Franck Chalendard travaille à partir de bois de récupération ou de plaques de carton compressé qui sont découpés à certains formats réguliers et simples – des carrés et des rectangles de quelques dizaines de centimètres. Ces surfaces sont ensuite enduites, puis peintes à l'huile en superposant des couleurs très liquides qui se déposent en voiles et glacis. Parfois la couleur finale est opaque, parfois elle est transparente ; parfois elle est mate, parfois brillante. Le peintre se donne ainsi un nuancier à lui, avec des tonalités étranges, difficiles à nommer, où se mêlent une franche affirmation de la couleur et une qualité diaphane. Cette rencontre est tendue mais sans brutalité.
Ensuite, Chalendard agence ces plaques sur le mur en un seul tableau, à l'aide de fines pointes. Les surfaces colorées ne sont pas clouées mais ajustées les unes aux autres. Il subsiste donc des interstices à peine visibles entre elles. Cet élément interstitiel, ce jeu entre les surfaces, contribue à l'effet tremblé de l'ensemble. Parfois, Chalendard superpose en quelques endroits une plaque de plus sur une autre, ou sur une partie d'une autre, pour introduire une différence de couleur, modifier un peu, corriger, l'équilibre ou le déséquilibre de l'ensemble. Ces additions rendent la surface légèrement inégale – en termes de planéité cette fois.
Une autre sorte de jeu en résulte, à peine visible lui aussi. Le tableau final est fait de la coexistence de ces surfaces : il a quelque chose de précaire et de momentané – tout en étant fortement présent. Les éléments qui le composent diffèrent de couleur, mais aussi de format (légèrement) et d'épaisseur (légèrement encore). C'est un tableau composite, un échiquier visuel, une pièce à la fois certaine et incertaine. Pour le transport, tout peut voyager en fragments séparés et empaquetés qui seront montés sur place.

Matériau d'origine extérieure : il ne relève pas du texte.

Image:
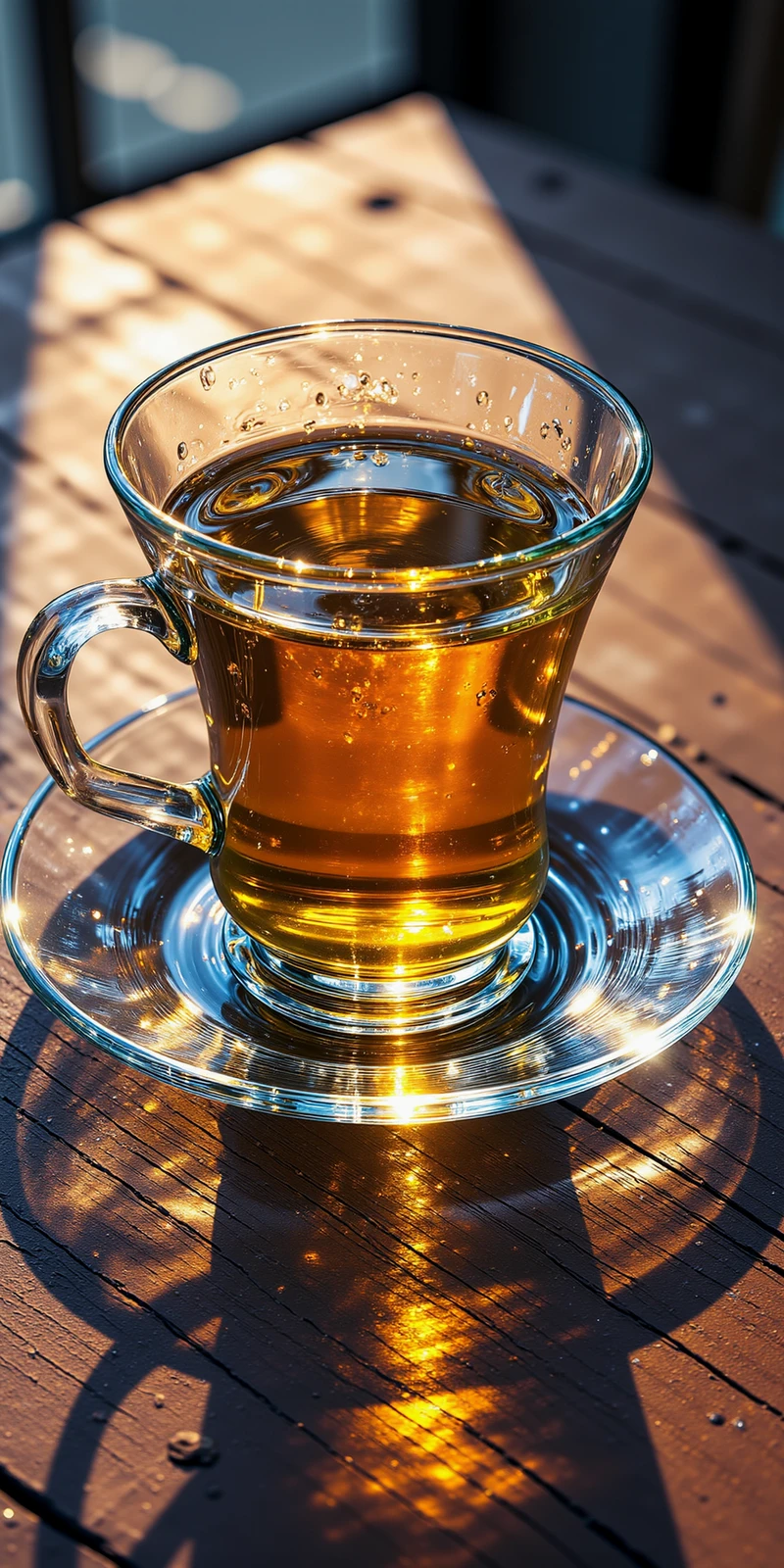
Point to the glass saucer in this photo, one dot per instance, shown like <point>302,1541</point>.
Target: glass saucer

Ici encore, la force déclarative et déclamative de la peinture s'estompe. D'autres pièces sont obtenues à partir des restes et dessous de ces opérations, lorsque Chalendard récupère et retravaille les surfaces sur lesquelles reposaient les plaques peintes directement.
En décrivant le processus de travail de Franck Chalendard, je n'ai nullement l'intention de le ranger dans une catégorie d'art processuel ni conceptuel. Je cherche plutôt à rendre compte de l'étrange et prenant tremblement visuel de ses tableaux. De loin, ils paraissent des constructions géométriques à la manière des peintures constructivistes agrandies – mais cette construction donne en même temps le sentiment de la nuance, de la subtilité et, pourquoi pas, d'une sorte de fragilité. Elle est solide et composée, mais elle est aussi délicate, de guingois, dissonante, tout le contraire d'une affirmation péremptoire. Il y a là un constructivisme qui sait laisser place au tremblement visuel qu'apporte toute grande peinture.